Tshwaragano Adventure Trust was formed by eight men and two women who share a passion for rigorous physical exercise. The members routinely participate in activities such as long distance road running, cycling, and hiking.
The Botswana National Cancer Registry indicates that of the 14, 668 cancer cases registered between 1998 and last year, 4079 (28 percent) have succumbed to the disease during the same time period. Among the registered cases, mortality is higher in males (53 percent) than in females (47 percent) even though the most affected are females (55 percent) compared to males (45 percent). Though cancer has been diagnosed in children, it is more common in the age group 19 years and above.
The ten most common cancers in the female population in Botswana affect the: cervix (2 062), skin (1 480), breasts (1 331), eyes (341), lymph nodes (302), uterus (239), oesophagus (234), blood (206), ovaries (193) and liver (188).
In men, the most affected organs are: skin (1946), oesophagus (620), prostate (412), bronchus (332), liver (325), lymph nodes (301), mouth (289), eye (277), blood (230) and glottis (212).
Cancer is counted among the non-communicable diseases that are causing disquiet among public health professionals in Botswana. The others are heart diseases, diabetes and chronic respiratory diseases (asthma). Health minister Dr. John Seakgosing indicates that these diseases share four common risk factors of tobacco use, alcohol abuse, lack of physical exercise, and unhealthy diets.
“Of much concern is that the signs and symptoms of these diseases take a long time to manifest. As a result, most of us do not take action to prevent them or intervene early enough,” Seakgosing indicated in a speech at the CAB dinner. “In Botswana, different studies and surveys have shown an increasing trend of non-communicable diseases and that a lot of people are involved in risky behaviours.”
Seakgosing indicates that the morbidity and mortality due to non-communicable diseases are common among the economically productive populations which impact on the social and economic development of the nation. This is as a result of people spending more time in health facilities to seek treatment, absenteeism due to illness which results in reduced productivity and escalating health costs.

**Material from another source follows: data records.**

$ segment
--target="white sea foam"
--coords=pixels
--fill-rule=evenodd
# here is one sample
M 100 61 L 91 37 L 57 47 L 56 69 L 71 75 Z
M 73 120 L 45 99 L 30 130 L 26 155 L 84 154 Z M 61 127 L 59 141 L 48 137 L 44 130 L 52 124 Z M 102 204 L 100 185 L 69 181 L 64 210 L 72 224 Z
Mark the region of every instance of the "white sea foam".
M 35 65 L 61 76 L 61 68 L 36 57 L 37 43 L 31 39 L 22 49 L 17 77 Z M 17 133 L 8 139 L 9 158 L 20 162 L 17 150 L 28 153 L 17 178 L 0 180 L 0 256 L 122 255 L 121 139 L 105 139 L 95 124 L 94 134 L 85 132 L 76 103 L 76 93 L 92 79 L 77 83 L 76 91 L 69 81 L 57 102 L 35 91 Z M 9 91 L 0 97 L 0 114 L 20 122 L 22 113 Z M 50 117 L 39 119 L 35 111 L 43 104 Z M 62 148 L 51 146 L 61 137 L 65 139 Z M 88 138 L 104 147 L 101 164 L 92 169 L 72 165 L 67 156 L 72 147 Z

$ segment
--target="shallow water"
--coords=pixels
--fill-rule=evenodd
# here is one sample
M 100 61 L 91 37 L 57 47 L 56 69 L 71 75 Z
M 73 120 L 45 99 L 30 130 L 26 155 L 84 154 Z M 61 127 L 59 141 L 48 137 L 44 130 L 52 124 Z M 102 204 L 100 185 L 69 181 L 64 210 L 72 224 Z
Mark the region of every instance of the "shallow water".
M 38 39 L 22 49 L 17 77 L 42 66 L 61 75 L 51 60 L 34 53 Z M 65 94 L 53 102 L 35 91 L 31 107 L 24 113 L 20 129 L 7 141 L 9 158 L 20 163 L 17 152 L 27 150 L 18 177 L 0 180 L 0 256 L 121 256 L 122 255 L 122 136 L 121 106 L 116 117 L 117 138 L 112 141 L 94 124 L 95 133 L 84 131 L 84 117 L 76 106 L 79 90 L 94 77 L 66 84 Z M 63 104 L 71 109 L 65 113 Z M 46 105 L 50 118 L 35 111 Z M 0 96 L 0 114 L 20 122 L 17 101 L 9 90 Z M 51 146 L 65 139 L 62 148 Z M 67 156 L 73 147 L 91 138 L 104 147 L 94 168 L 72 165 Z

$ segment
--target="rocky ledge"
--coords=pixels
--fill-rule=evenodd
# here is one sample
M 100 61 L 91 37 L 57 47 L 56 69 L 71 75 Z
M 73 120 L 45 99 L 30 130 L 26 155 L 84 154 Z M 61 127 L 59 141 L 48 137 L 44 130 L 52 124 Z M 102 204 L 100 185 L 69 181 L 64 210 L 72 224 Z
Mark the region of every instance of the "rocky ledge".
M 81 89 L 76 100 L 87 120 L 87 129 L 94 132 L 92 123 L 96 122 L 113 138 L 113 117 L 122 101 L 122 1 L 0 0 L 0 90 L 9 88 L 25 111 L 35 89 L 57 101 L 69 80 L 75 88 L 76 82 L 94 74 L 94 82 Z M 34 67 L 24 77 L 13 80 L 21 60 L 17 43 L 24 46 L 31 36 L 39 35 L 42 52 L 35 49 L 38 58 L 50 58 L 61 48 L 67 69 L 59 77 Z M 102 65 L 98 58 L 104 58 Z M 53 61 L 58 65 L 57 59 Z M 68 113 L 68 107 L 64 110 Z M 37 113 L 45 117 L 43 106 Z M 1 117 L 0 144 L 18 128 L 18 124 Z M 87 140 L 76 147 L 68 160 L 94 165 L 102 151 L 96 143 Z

Despite the challenge that the disease increasingly poses, it appears many countries still have no policies and programmes in place to effectively address the cancer problem holistically. As Masire noted, even though Botswana has for the last 10 years successfully managed a registry availing statistics that show the burden of the disease, the country still has not established national cancer control programmes.
“Lack of a comprehensive and systematic approach in many instances leads to poor priority setting, inefficient resource utilization and all the related administrative inconsistencies,” Masire stated in advocating for a programme that would promote public health education and vaccination of those at risk; secondary prevention through effective and systematic screening, early diagnosis and treatment; efficient use of medication to achieve long time remission and return to ordinary life; as well as palliative care for those at the terminal stage of the disease.
It is a view that the former president shares with many volunteers who are in the battle trenches, such as “the good Samaritans” ÔÇô as he termed them ÔÇô at CAB and other organisations who work to restore the hope of those affected by the disease.